Law: Personal Data Protection Law (only available in Indonesian here) ('PDPL')

Regulator: There is no general data protection authority at present.

Summary: The Personal Data Protection Law (only available in Indonesian here) (PDPL) entered into force on October 17, 2022. Article 74 of the PDPL provides that controllers, processors, and any other parties related to the processing of personal data will have two years from the date of promulgation to comply with the PDPL. Further, on August 30, 2023, the Government of Indonesia released the Draft of the Government Regulation of 2023 regarding the Implementation of PDPL (only available in Indonesian here) that would provide more clarity on the implementation of the PDPL.

The PDPL applies to persons, public bodies, and international organizations, and has a broad extraterritorial application.
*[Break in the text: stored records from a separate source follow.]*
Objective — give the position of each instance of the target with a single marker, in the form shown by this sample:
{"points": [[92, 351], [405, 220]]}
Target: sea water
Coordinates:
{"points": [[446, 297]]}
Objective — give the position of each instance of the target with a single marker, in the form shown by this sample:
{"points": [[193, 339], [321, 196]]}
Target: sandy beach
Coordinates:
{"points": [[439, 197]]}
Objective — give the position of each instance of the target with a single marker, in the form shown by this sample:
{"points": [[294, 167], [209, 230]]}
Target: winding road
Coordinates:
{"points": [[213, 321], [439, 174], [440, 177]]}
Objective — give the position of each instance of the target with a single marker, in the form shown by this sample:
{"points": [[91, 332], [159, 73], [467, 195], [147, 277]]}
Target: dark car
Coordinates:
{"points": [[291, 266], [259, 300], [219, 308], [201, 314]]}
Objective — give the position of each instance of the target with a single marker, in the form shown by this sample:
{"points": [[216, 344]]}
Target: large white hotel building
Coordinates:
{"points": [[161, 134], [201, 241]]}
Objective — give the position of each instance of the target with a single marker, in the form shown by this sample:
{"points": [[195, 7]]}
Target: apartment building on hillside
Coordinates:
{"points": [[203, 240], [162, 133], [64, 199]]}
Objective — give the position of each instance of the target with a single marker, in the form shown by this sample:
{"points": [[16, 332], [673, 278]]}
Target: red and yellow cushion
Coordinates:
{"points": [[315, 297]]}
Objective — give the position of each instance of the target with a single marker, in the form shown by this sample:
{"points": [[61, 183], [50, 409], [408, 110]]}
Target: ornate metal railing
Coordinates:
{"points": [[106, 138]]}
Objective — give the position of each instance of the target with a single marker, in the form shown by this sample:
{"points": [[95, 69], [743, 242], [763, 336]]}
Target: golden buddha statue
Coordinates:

The PDPL applies to organizations that carry out an act contemplated under the PDPL outside Indonesia, but its action has a legal impact in Indonesia and/or on Indonesian data subjects outside Indonesia. Notably, the PDPL applies to personal data processed by both electronic and non-electronic means. Further, the PDPL regulates the rights of data subjects, the obligations of data controllers, and data processors, provisions relating to cross-border transfers, and the relevant principles and requirements for processing personal data. Among the obligations of the controller under the PDPL, there is an obligation to conduct a Data Processing Impact Assessment (DPIA) if the personal data processing has a high potential risk to the personal data subjects.

Additionally, the PDPL also establishes the PDP Institution as the regulatory authority under the PDPL, that has extensive functions and powers, however, the establishment of the PDP Institution is still awaited.